And the cadre of casual beachgoers who happened upon the just-unveiled towers—newly painted in wild, psychedelic hues—got an eyeful Wednesday morning.

If their early reviews are any indication, the towers’ summer makeover has the makings of an international crowd-pleaser.

“It’s beautiful!” said Yves Bollotte, a visitor from Paris, directing his Gallic enthusiasm at one of the three towers on view near the Santa Monica Pier.

“It’s groovy,” said Joyce Attal, CEO of a New York City marketing firm, who’d just finished jogging. “It’s bringing the hippie days back to the beach.”

“I think the towers are spiffy, if that’s still a word,” said Mary Loucks, a teacher from Kern County who was keeping a close eye on her soaked but happy field trip class of second-graders.

“I like the color and pizzazz,” added homeless advocate Ron Hooks, of not-so-far-off Marina del Rey, as he stood astride a blue bike on the boardwalk chatting with a homeless man with a football who called himself R.U. Faster.

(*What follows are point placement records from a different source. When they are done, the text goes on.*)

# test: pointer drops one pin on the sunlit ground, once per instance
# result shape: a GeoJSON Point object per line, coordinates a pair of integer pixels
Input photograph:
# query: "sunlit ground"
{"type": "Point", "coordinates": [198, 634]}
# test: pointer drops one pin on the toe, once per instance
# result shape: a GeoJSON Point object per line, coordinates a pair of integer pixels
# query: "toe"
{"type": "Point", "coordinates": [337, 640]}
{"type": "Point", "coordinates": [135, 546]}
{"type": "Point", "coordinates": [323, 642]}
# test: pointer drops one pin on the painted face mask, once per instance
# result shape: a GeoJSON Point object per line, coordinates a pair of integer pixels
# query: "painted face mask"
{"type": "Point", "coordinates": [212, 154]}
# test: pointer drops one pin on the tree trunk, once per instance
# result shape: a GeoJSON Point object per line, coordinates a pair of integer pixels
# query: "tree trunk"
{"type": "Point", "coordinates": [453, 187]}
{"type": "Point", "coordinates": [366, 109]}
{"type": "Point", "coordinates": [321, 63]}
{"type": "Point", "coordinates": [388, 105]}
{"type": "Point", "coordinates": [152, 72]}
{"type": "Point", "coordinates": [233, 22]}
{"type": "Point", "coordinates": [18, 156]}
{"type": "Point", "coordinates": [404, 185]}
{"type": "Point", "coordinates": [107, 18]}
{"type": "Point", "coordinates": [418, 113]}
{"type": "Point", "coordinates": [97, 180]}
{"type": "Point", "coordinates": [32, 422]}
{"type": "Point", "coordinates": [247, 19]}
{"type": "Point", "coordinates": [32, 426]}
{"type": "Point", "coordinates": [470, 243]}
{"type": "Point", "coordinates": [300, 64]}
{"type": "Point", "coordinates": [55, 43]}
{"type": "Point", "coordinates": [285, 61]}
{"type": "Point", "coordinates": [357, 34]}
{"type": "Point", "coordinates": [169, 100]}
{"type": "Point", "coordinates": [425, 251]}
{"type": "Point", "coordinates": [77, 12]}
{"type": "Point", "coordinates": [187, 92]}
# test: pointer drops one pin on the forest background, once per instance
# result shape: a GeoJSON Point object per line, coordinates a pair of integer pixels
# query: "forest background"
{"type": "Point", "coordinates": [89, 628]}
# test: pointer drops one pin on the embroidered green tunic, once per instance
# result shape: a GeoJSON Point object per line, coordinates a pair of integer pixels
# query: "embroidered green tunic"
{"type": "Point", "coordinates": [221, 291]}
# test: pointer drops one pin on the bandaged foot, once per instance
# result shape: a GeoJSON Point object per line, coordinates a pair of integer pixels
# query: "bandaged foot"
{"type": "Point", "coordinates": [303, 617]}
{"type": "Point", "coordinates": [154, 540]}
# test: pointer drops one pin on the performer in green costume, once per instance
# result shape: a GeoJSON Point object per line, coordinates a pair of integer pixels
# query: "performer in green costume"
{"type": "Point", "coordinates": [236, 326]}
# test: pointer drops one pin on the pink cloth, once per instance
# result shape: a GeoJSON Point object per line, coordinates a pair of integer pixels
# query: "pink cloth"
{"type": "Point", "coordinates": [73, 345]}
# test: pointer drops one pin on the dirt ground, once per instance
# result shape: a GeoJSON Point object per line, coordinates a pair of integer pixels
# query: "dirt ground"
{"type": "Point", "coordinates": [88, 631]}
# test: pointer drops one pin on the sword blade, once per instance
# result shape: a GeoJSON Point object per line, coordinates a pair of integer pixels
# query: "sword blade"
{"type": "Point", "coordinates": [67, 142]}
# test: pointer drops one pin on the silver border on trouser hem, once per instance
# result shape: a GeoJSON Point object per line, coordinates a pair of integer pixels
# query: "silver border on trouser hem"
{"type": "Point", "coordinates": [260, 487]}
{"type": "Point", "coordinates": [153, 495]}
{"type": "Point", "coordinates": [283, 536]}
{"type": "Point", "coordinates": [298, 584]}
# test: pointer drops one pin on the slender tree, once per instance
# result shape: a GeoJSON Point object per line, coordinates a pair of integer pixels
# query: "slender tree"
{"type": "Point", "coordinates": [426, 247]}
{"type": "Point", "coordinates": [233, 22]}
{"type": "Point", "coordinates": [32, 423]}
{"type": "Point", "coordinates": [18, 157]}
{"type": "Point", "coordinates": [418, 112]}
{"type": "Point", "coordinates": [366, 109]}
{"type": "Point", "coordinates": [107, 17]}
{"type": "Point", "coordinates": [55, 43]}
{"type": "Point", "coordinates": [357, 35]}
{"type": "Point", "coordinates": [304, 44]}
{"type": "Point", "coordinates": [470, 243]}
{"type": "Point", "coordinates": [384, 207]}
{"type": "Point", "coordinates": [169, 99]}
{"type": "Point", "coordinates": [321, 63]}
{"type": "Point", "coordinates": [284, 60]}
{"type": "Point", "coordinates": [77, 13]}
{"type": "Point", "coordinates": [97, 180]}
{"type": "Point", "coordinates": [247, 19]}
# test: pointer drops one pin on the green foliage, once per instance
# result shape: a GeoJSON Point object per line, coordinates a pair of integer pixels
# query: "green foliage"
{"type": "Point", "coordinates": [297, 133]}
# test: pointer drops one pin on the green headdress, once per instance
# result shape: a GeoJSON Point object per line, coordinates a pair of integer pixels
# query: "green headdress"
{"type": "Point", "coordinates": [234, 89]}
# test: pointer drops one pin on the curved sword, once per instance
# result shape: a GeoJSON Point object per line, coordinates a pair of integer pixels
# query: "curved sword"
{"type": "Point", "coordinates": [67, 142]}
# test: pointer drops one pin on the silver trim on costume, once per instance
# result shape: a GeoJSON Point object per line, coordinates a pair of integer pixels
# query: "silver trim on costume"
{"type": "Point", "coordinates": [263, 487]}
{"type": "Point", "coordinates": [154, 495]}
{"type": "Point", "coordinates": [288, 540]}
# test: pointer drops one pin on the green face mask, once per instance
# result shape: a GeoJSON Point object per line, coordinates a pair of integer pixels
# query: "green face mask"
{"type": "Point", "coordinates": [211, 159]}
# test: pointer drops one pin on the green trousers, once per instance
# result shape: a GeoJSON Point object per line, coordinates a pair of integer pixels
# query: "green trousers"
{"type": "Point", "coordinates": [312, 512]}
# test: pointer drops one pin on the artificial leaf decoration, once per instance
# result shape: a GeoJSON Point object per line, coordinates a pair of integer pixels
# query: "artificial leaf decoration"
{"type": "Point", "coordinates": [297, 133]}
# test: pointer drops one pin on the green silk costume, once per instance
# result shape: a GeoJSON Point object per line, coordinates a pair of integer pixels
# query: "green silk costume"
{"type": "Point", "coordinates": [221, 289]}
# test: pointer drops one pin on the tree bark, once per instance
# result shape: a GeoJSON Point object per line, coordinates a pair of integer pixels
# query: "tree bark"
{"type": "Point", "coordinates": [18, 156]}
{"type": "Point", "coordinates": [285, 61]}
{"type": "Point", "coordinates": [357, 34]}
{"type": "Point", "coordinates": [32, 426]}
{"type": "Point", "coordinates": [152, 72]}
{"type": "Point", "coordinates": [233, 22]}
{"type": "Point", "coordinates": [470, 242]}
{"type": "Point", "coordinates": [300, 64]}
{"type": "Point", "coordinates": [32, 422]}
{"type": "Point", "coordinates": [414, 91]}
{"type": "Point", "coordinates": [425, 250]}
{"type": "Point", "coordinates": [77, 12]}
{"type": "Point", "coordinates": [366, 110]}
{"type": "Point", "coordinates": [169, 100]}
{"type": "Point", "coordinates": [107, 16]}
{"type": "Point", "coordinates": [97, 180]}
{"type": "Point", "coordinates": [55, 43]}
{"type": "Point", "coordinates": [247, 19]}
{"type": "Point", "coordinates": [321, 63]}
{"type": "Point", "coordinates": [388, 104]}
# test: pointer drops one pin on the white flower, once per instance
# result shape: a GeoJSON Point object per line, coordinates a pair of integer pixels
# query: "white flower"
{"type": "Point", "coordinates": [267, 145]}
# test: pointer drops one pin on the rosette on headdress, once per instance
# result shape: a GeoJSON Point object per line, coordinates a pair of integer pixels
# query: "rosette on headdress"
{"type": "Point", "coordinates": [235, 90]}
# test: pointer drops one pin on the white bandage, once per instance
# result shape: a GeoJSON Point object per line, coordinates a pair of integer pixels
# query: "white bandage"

By summer’s end, hundreds of thousands of beachgoers are expected to see the towers, part of a giant “Summer of Color” public-art project that by early June will bestow a temporary new look on all 156 L.A. County lifeguard towers, from Palos Verdes to Malibu.

When the project is complete, towers along a 31-mile stretch will sprout colorful flowers, figures and abstracts. Even the ramps and pilings are getting the Day-Glo treatment for the project, which will be on display until October.

The $1.5 million privately-funded effort is the brainchild of Bernie and Ed Massey, founders of the L.A.-based non-profit arts and education group called Portraits of Hope. Their organization brings together thousands of hospital patients, school children and disabled people to collaborate on brightly painted public art. Earlier targets for the colorful treatment: a Beverly Hills oil well, New York taxicabs and even a blimp.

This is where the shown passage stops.